2Sa 2:26 Then Abner called to Joab and said, Shall the sword devour forever? Don’t you know that it will be bitterness in the latter end? How long shall it be then, before you ask the people to return from following their brothers?-
Again, Abner comes over as urging as little bloodshed as possible, and reminds Joab that they are brothers. "Return" is the word usually used for repentance. Although Abner had initiated the conflict, he seems genuinely regretful of the bloodshed it had caused.

2Sa 2:27 Joab said, As God lives, if you had not spoken, surely then in the morning the people would have gone away, rather than each following after his brother-
Joab agrees that brother fighting brother is wrong. He agrees, but seems to want to save face by saying that he would have called an end to the bloodshed the next morning. Again, to save face, he may also be implying that if they had continued fighting, he would have slain all Abner's men by the next morning.
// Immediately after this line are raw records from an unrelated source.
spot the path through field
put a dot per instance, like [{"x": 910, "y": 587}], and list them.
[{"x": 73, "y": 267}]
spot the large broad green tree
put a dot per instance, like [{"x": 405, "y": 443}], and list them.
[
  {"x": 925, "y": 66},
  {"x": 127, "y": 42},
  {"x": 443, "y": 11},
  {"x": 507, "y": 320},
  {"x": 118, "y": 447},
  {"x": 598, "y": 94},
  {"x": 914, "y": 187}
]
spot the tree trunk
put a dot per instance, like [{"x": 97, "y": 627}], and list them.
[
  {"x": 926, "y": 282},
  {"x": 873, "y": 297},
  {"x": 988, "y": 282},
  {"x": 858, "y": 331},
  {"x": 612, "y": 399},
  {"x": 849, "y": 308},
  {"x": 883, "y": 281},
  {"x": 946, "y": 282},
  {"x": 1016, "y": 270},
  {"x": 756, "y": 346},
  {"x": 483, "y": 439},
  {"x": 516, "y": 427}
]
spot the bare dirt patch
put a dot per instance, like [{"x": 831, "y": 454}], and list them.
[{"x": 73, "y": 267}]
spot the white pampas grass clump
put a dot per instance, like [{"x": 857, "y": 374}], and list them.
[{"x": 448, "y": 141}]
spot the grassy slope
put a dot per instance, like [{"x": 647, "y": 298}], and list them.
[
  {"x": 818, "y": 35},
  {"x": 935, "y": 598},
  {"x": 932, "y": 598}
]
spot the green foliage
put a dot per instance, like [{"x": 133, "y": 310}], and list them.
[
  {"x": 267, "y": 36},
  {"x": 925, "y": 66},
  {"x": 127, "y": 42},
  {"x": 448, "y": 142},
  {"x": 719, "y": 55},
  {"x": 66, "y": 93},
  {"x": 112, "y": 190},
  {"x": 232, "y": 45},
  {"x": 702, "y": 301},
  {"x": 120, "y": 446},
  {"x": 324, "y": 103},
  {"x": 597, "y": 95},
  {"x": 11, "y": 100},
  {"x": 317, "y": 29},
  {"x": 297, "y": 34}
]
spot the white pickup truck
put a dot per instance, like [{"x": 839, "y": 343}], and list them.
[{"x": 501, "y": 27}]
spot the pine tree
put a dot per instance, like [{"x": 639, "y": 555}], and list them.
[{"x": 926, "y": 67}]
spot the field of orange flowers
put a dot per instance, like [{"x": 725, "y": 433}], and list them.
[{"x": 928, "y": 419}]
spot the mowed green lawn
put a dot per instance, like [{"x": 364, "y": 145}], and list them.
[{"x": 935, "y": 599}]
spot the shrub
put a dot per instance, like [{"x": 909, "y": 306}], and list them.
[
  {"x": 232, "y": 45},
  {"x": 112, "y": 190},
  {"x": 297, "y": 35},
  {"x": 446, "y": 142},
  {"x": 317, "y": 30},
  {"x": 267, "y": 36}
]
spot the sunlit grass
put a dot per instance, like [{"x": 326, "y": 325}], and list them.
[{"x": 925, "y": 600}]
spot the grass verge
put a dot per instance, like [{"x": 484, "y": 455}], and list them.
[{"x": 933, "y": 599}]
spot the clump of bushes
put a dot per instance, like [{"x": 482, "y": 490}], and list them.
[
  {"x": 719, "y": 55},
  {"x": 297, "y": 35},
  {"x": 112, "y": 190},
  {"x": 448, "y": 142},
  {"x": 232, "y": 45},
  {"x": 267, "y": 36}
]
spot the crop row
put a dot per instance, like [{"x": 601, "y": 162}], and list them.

2Sa 2:28 So Joab blew the trumpet; and all the people stood still, and pursued after Israel no more, neither fought they any more-
That is, at that time (cp. 2 Sam. 3:1). In reading the Bible we must be aware that Semitic writing presents things as they are true at the immediate time, rather than in terms of what is true globally or in the future.

2Sa 2:29 Abner and his men went all that night through the Arabah; and they passed over the Jordan, and went through all Bithron, and came to Mahanaim-
Abner and his men walked all night along the Jordan valley, northwards towards Mahanaim; because they obviously distrusted the peace deal with Joab, and feared he would again attack them. All the way through, Abner is presented as having more integrity than Joab, leading up to the tragedy of Joab murdering Abner by dishonest means.

2Sa 2:30 Joab returned from following Abner: and when he had gathered all the people together, there lacked of David’s servants nineteen men and Asahel-
We note the continued reference to David's soldiers as his personal servants, rather than "men of Judah"; see on :17,31.

2Sa 2:31 But the servants of David had struck of Benjamin, and of Abner’s men, so that three hundred and sixty men died-
Again we note the contrast between "Benjamin", who were loyal to their tribe, and "the servants of David", who did not consider tribal labels as important as being servants of their king. See on :15,17. The 360 men may be a general figure, as it was the number of days in a Hebrew year.

2Sa 2:32 They took up Asahel, and buried him in the tomb of his father, which was in Bethlehem-
Zeruiah was a woman; the father is not named. She is mentioned so often that we assume she had a large part to play in forming the rather unpleasant characters of her sons.

Joab and his men went all night, and the day broke on them at Hebron-
The two sides are presented as both marching all night back to their respective capitals. They were brethren, living in parallel lives, but fighting each other. And this is true of all the divisions amongst God's people.